Thing is, OGE has little choice but to keep their faith in Goss, who, despite having a dedicated sprint train around him, has delivered just two sprint wins since January 2012: a stage in last year’s Giro d’Italia and another in Tirreno-Adriatico, the latter now four long months away. After he won the fifth stage of this year’s Giro, Kittel’s teammate John Degenkolb, who is targeting the hillier sprint stages in this year’s Tour, summed up a sprinter’s life as thus: “For a sprinter or a classics rider like me, every week, every month you don’t win, is pretty unpleasant.”

Imagine how Gossy is feeling right now.

While he exhibits a little extra versatility that pure sprinters like Cavendish, Greipel and Kittel lack, is he any more adaptable than Sagan or Degenkolb, or faster than they when it comes to a finish with a select group? I’d argue not.

Do OGE have themselves to blame? In men like Michael Albasini and the two Simons, Gerrans and Clarke, they possess some noteworthy opportunists, and their cobbled Classics line-up of Stuart O’Grady, Jens Keukeleire and Sebastian Langeveld is solid without being spectacular. But with each WorldTour team allowed to place up to thirty riders on their roster, why couldn’t they have begun their maiden voyage with a Grand Tour contender?

As it stands their most promising GC talents, Cameron Meyer and Luke Durbridge, are still at least three to five years away from realising their full potential, and, crucially, have no one to learn off; contrast this with Richie Porte, who, in the space of four seasons, has served under the tutelage of Alberto Contador, Brad Wiggins and Chris Froome, and is set to lead Sky at next year’s Giro d’Italia.

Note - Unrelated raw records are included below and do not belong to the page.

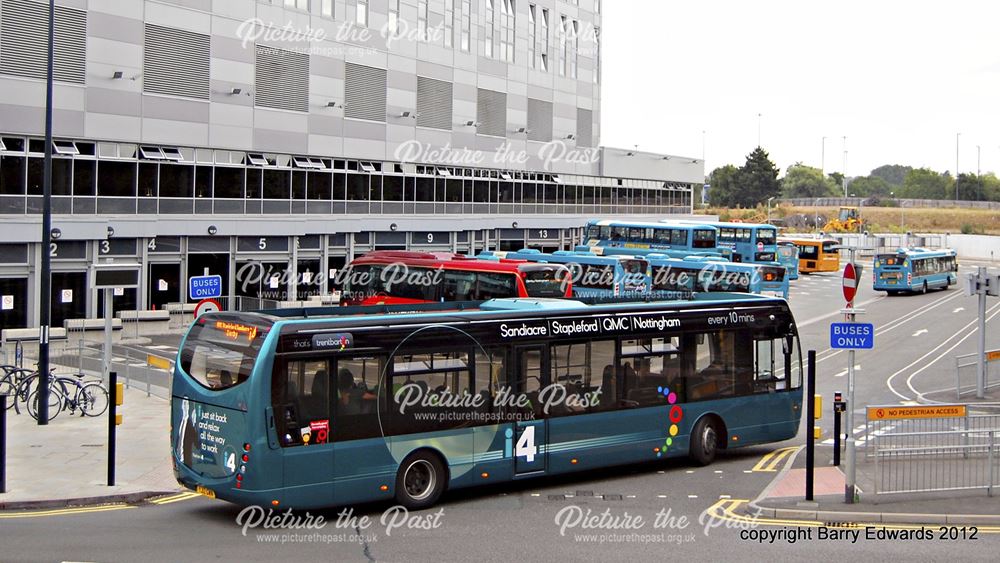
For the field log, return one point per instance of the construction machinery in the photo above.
(848, 220)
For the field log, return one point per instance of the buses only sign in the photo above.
(852, 336)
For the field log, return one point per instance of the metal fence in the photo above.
(919, 462)
(966, 370)
(877, 430)
(912, 203)
(136, 368)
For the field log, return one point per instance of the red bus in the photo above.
(401, 277)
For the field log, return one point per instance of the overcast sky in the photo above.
(898, 78)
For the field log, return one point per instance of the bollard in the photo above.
(810, 416)
(3, 443)
(112, 419)
(839, 406)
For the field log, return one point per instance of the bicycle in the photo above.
(16, 383)
(72, 393)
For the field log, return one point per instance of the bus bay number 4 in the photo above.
(526, 445)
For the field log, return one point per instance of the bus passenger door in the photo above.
(528, 444)
(301, 401)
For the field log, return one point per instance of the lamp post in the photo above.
(843, 180)
(45, 289)
(822, 158)
(899, 202)
(979, 176)
(957, 137)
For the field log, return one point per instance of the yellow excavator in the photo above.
(847, 221)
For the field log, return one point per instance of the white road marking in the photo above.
(857, 367)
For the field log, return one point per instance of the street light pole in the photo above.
(822, 159)
(45, 289)
(979, 176)
(843, 179)
(957, 136)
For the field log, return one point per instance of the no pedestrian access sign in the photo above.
(922, 411)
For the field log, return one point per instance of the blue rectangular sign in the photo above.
(205, 287)
(852, 336)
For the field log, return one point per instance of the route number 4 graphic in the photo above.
(526, 445)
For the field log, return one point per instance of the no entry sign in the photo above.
(852, 277)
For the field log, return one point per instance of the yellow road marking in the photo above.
(174, 498)
(771, 461)
(65, 511)
(725, 510)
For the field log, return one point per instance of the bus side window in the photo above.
(300, 398)
(793, 362)
(356, 395)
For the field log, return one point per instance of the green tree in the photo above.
(923, 183)
(723, 186)
(758, 179)
(806, 181)
(868, 186)
(894, 174)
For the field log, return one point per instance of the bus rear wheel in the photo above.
(704, 442)
(420, 481)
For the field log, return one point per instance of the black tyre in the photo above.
(420, 481)
(92, 399)
(55, 404)
(704, 442)
(7, 388)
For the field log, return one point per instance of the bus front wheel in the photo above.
(420, 481)
(704, 442)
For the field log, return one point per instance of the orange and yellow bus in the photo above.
(816, 254)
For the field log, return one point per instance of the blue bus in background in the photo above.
(676, 241)
(915, 270)
(318, 407)
(788, 256)
(701, 274)
(750, 242)
(592, 275)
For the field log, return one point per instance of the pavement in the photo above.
(784, 498)
(65, 463)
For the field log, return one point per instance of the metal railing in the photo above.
(876, 429)
(965, 375)
(953, 461)
(87, 358)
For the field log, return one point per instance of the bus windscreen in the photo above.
(220, 350)
(545, 280)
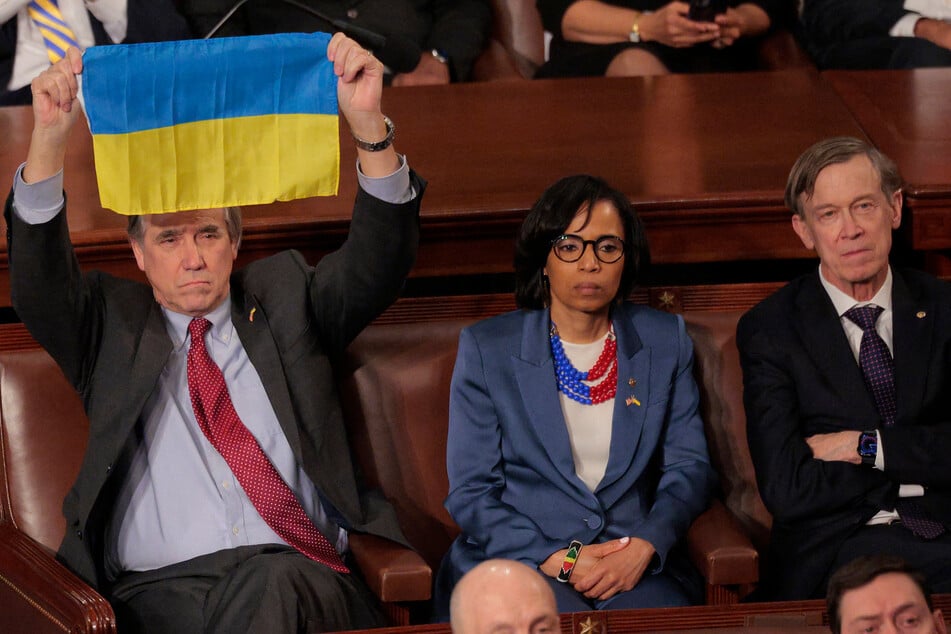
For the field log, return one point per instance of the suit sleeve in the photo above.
(830, 21)
(353, 285)
(476, 470)
(50, 294)
(794, 486)
(459, 29)
(686, 479)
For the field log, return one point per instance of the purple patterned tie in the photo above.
(875, 361)
(879, 370)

At the official unveiling of OGE at the 2012 Tour Down Under, in a piece for VeloNews, I wrote this: “Given the team will not vie for the podium in Grand Tours till at least 2015, GreenEDGE is placing plenty of hope on the likes of Gerrans and last year’s Milan-San Remo champion, Matthew Goss, to deliver them the results they’re after. At first glance, it seems like an awful lot of responsibility on the shoulders of a few.”

With little change to their complement between this year and last, I still feel that way. Sure, the team is doing well – thirty-three victories in 2012, twenty-two so far this year – but they need to do better in the races that matter most. “We’re looking for the stage win that eluded us last year,” admitted White of their Tour aspirations, “and we’ll take it however we can. I’m confident that the nine riders we have selected will get the job done.”

The stages in Corsica will provide an excellent indication of whether he’s right.